Akar Konflik Puluhan Tahun Iran-Israel yang Bisa Memicu Perang

3 weeks ago 33

Liputan6.com, Teheran - Republik Islam Iran pada hari Kamis (12 Juni) mengunggah pesan dua kata yang mengerikan di platform media sosial X: "We are ready (Kami siap)," di tengah laporan bahwa Israel sedang bersiap untuk melancarkan serangan terhadap fasilitas nuklir Iran.

Amerika Serikat menanggapi dengan memperingatkan bahwa Iran mungkin akan membalas terhadap target Amerika di negara tetangga Irak dan telah menyarankan beberapa warga AS untuk meninggalkan wilayah tersebut sebagai tindakan pencegahan.

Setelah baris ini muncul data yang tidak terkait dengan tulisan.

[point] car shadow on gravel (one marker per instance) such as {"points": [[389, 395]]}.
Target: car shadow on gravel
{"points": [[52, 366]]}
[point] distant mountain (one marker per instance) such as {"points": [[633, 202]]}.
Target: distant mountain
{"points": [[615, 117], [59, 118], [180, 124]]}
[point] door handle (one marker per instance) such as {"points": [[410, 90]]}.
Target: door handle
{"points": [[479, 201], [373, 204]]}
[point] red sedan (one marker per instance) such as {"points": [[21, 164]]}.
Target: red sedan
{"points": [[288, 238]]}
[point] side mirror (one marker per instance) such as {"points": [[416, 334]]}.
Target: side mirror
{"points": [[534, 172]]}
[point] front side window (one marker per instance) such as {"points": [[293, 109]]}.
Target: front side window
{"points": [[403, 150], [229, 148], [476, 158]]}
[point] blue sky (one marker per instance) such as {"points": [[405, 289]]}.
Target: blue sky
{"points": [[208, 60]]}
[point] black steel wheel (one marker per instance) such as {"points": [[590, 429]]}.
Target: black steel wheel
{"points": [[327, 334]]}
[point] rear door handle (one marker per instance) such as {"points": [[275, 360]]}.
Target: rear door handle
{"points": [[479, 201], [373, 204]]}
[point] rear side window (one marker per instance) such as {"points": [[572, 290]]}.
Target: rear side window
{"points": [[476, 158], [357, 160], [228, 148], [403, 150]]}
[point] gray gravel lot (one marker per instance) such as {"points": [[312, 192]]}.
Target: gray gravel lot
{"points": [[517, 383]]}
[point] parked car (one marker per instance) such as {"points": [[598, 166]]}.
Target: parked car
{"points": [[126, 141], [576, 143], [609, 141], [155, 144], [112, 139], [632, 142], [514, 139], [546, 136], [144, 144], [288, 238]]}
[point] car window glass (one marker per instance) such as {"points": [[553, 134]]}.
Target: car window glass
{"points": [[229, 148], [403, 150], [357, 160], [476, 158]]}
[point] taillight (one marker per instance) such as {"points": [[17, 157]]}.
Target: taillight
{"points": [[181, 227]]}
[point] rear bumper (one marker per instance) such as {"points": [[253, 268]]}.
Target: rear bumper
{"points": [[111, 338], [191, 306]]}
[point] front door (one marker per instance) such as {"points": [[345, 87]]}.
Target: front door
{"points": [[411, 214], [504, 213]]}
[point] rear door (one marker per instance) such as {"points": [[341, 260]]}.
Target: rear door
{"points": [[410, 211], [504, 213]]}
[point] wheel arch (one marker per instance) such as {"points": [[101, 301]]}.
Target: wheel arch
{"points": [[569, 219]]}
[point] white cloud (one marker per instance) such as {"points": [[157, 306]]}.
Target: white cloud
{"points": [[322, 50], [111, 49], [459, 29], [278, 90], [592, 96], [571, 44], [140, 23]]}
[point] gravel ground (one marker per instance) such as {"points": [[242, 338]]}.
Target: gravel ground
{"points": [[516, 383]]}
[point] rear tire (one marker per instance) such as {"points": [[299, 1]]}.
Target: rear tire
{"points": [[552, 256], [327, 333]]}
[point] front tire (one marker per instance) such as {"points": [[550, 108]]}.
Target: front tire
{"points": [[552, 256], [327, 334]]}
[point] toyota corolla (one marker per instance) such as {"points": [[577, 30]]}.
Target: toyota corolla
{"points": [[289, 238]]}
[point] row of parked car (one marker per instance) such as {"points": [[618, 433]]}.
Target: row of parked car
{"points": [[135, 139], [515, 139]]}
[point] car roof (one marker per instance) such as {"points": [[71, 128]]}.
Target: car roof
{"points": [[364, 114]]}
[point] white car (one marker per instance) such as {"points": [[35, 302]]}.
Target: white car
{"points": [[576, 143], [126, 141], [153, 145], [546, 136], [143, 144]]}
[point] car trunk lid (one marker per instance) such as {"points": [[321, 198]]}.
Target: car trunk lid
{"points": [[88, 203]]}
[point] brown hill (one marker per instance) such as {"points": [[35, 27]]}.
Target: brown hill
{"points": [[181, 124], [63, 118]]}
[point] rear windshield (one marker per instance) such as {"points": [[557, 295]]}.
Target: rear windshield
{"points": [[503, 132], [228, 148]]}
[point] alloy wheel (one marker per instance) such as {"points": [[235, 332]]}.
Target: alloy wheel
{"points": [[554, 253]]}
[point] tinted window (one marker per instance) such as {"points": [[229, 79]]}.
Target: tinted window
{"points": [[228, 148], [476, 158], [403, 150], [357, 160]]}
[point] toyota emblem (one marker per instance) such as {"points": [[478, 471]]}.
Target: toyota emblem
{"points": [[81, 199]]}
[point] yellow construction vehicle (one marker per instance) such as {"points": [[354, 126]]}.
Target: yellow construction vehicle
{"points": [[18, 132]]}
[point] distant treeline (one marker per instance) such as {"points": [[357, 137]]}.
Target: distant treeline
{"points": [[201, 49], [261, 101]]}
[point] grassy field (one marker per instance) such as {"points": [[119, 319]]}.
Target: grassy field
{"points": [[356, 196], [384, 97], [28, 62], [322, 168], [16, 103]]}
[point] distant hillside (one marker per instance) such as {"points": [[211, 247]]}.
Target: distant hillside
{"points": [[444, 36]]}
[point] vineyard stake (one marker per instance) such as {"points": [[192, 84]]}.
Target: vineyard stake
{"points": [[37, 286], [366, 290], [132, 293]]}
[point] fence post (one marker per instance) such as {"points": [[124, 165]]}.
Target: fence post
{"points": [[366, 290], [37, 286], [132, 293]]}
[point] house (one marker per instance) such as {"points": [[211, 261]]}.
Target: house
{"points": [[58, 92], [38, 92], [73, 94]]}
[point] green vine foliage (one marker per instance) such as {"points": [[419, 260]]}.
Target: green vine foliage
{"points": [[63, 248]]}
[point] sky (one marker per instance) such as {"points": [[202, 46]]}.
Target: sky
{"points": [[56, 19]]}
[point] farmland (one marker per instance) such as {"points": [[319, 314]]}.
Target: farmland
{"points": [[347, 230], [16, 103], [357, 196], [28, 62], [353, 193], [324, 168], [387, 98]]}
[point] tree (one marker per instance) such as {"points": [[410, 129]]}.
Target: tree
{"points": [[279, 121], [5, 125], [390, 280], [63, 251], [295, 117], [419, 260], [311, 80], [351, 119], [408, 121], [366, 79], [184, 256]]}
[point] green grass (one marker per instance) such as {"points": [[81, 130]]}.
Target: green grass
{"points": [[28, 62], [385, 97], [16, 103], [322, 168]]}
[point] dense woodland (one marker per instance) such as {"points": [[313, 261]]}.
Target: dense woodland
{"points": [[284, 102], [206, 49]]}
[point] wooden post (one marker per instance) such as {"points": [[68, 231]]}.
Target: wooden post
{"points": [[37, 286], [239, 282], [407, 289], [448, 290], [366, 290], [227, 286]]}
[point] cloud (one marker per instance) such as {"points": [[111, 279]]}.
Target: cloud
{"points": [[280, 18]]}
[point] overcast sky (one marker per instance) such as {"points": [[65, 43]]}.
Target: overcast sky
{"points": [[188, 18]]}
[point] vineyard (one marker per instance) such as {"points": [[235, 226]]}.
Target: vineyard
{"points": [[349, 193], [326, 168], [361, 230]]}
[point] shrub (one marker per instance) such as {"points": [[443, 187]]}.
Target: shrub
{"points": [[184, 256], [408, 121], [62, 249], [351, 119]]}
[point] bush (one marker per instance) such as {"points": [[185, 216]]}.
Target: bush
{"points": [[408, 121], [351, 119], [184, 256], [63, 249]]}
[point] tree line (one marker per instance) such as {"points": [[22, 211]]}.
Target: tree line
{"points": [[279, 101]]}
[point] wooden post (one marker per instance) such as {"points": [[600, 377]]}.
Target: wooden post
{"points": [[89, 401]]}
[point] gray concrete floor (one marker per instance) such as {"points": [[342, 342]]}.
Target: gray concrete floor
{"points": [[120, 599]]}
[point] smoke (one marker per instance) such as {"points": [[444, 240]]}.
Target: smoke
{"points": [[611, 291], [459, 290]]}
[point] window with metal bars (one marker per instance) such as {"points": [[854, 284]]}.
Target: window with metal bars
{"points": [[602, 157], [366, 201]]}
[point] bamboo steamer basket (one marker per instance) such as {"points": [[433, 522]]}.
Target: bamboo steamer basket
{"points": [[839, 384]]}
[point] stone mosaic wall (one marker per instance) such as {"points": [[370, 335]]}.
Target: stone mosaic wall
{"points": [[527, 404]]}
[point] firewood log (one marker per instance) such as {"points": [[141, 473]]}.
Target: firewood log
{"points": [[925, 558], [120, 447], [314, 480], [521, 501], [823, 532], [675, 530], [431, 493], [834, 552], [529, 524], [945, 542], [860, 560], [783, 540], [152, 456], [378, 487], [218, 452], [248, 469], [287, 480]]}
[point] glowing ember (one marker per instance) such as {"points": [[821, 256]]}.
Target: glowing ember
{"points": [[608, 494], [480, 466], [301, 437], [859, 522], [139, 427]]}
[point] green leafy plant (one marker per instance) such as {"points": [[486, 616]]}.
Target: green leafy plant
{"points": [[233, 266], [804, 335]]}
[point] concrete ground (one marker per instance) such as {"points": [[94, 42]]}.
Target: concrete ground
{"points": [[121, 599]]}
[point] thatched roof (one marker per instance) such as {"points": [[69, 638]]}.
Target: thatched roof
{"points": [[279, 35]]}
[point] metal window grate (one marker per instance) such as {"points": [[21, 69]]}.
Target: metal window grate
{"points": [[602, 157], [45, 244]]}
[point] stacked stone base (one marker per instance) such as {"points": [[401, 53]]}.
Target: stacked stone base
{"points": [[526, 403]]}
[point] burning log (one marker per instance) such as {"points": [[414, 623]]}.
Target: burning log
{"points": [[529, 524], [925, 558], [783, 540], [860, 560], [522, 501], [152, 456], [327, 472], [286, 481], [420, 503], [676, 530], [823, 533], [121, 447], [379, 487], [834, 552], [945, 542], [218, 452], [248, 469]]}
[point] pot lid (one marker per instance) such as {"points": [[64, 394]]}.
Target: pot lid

Ketegangan telah meningkat sejak gagalnya perundingan nuklir antara Washington dan Teheran. Presiden AS Donald Trump telah menegaskan kembali sikap garis kerasnya, dengan menyatakan bahwa Iran tidak akan diizinkan untuk memperoleh senjata nuklir. "Sangat sederhana. Mereka tidak dapat memiliki senjata nuklir. Kami tidak akan mengizinkannya," katanya, seraya menambahkan bahwa pasukan AS sedang diposisikan ulang menjauh dari beberapa bagian Timur Tengah "karena itu bisa menjadi tempat yang berbahaya."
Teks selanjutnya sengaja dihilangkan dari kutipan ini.